Recently, in my memoir class, we were dissecting a scene in the book Slow Motion by Dani Shapiro.
It’s the first time readers meet Lenny, (a pseudonym, but he’s definitely a real-life stinker). The protagonist, Dani, calls Lenny’s office, and his assistant answers the phone. And then Shapiro reveals the first character detail:
“I have often wondered how she [the assistant] keeps it all straight: wife, daughters, girlfriend.”
We know this about Lenny before Shapiro even tells us his name.
Is Shapiro using this scene to frame Lenny as a serial adulterer and a villain? No. She’s establishing the nature of their relationship.
In Elements of Fiction, novelistWalter Mosley writes that our characters are “synonymous with journey, because every important player moves within and is transformed by the story.” So, when they first appear, you’re not merely introducing them as people. You’re launching your story.
By the time Dani calls Lenny, she knows her parents have been in a serious car accident, the book’s inciting incident. She knows she must return home to New Jersey from California. But her first call is not to an airline, or a best friend, or even to her half-sister, whom no one has yet thought to notify. Dani’s first call is, instead, to Lenny.
As she tells him about the accident, Dani hyperventilates. Lenny coaches her through it. “Just do what I tell you,” he says, advising her to breathe into a bag. “Good girl,” he says.
Also, he also calls her “cupcake.”
“It is worthwhile, I believe,” Mosley writes, “to attempt to tell a story from its negative spaces, to allow the reader to wonder what is real before you reveal the truth, affording the reader an understanding of the lies told to keep the narrator safe and sound — she believes.”
When she can breathe again, Dani asks Lenny to get her home. Dani is 23 years old, with a phone and a credit card (it’s pre-internet), but she asks her married boyfriend to book her a flight to New Jersey. To me, this is the most important detail of the scene because, while it definitely establishes multiple red flags about Lenny’s character, the big takeaway is how dependent Dani is on him.

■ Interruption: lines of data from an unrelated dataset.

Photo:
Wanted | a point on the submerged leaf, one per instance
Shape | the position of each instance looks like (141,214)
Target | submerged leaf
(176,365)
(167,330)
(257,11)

It’s not a long or ornate scene, but with it, Shapiro effectively sets the story in motion. Already struggling, our protagonist hurtles into an ordeal, weighed down with Lenny, and whatever internal reasons she bears for being so dependent on him. She’s erected what Mosley calls any narrative’s “major, and certainly most irreplaceable, pillars.”
“The [characters’] world is always in flux,” Mosley writes. “Its inhabitants are flotsam, seeking refuge in each other on the relentless tide of story.”